En resumen y como colofón “LA LEGIÓN DESNUDA” de Antonio Maciá Serrano, es, como he venido reiterando a lo largo de las líneas precedentes, una gran novela histórica de la primitiva Legión, escrita, con una gran belleza literaria y con un gran rigor documental e histórico, tan sólo posible en alguien que llevó con honor la franciscana camisa legionaria y supo imbuirse de la historia y la liturgia que avalan a tan esclarecida Fuerza de Choque. (2)
NOTAS
1. La anécdota que refleja Maciá en su obra es auténtica, lo único que hace es cambiar el nombre a Fernández Blázquez, toda vez que el legionario colombiano que enseña a escribir, con ortografía y todo, al cabo Martín Peña se llamaba Luis María Crespo de Guzmán, joven colombiano de buena familia, que había estudiado Derecho en la Universidad de Popayán, y que se alista al Tercio con el nombre supuesto de Carlos Angulo Rebolledo. Crespo de Guzmán llegaría a Capitán Legionario, con cuyo empleo y al frente de su Compañía falleció en una acción heroica al inicio de nuestra Guerra Civil. Creado el empleo de Comandante Legionario por Decreto de S.E. El Generalísimo de fecha 4 de Enero de 1937, Crespo de Guzmán sería promovido a Comandante a “ Título Póstumo”.

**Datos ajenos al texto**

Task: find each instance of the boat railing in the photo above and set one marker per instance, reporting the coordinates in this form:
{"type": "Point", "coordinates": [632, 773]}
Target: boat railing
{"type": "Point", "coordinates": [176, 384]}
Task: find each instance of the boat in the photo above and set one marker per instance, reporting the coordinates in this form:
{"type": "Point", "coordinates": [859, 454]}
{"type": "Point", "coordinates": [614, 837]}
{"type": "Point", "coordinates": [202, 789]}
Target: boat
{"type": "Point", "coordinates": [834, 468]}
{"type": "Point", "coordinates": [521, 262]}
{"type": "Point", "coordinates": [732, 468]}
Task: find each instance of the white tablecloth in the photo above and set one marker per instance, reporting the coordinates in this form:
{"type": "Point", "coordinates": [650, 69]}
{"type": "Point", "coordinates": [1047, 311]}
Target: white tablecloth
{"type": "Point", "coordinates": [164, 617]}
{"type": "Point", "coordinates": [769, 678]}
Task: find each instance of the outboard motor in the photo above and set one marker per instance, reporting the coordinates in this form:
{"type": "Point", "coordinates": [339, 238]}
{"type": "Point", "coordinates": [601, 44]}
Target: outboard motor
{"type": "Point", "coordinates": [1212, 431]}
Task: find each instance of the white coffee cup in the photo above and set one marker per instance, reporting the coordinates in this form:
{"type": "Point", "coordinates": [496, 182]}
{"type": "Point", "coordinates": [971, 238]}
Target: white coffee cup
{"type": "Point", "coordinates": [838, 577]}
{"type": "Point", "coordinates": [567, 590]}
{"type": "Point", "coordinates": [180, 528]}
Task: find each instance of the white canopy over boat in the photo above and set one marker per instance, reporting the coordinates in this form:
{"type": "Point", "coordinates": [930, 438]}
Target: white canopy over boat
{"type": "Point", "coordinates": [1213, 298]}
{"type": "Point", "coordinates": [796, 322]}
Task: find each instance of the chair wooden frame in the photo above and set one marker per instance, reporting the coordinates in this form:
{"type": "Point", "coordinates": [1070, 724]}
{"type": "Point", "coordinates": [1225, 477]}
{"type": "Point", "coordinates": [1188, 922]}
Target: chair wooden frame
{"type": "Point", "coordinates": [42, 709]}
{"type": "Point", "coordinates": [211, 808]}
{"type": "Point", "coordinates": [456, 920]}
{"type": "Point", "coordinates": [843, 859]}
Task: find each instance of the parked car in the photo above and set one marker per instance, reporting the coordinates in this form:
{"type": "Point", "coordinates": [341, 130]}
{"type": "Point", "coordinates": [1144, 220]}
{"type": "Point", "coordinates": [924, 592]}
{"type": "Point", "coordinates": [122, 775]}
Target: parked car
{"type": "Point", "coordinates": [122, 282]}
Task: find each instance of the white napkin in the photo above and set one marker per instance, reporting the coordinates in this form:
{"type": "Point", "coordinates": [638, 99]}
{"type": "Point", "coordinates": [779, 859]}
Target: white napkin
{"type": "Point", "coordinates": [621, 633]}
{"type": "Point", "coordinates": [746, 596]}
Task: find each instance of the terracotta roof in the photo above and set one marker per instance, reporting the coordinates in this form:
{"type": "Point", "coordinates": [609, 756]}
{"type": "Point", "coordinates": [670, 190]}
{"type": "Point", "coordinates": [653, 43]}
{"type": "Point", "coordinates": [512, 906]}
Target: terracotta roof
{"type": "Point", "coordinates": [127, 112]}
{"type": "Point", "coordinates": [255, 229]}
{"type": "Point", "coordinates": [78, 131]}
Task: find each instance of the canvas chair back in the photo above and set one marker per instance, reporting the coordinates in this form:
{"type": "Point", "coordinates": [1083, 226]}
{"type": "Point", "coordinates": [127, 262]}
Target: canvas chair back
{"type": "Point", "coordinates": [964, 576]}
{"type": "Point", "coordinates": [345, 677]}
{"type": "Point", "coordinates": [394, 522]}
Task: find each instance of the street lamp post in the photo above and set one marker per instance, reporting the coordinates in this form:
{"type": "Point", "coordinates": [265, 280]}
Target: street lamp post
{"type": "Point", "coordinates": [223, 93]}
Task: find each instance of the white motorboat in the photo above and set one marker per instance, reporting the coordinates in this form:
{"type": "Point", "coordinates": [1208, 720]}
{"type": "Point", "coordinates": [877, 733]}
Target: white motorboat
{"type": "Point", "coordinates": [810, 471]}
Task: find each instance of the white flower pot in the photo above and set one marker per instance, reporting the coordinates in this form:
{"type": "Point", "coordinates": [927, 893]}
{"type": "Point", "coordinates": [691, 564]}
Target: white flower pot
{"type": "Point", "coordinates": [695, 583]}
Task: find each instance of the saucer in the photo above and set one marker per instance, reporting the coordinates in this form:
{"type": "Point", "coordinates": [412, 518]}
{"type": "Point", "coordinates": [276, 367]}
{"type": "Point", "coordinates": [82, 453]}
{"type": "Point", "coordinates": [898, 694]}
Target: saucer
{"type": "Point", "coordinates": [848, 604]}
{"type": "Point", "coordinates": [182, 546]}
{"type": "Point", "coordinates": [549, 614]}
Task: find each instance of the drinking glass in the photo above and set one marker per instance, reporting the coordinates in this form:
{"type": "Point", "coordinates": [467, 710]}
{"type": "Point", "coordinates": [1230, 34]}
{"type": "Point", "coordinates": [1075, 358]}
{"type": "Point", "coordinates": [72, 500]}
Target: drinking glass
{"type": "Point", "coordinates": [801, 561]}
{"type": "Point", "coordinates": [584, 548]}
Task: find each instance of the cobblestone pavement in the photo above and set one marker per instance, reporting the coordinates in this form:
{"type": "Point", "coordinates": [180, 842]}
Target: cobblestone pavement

2. Una vez escrito el presente artículo, me entero que la Editorial “Librería Hispania Ediciones” acaba de reeditar “LA LEGIÓN DESNUDA”. Lo celebro, a la par que felicito a la citada Editorial, pues, como he intentado demostrar en el presente artículo, es una gran obra cuya lectura va a llenar de satisfacción a todos los amantes de la historia de La Legión, en sus primeros y difíciles tiempos fundacionales.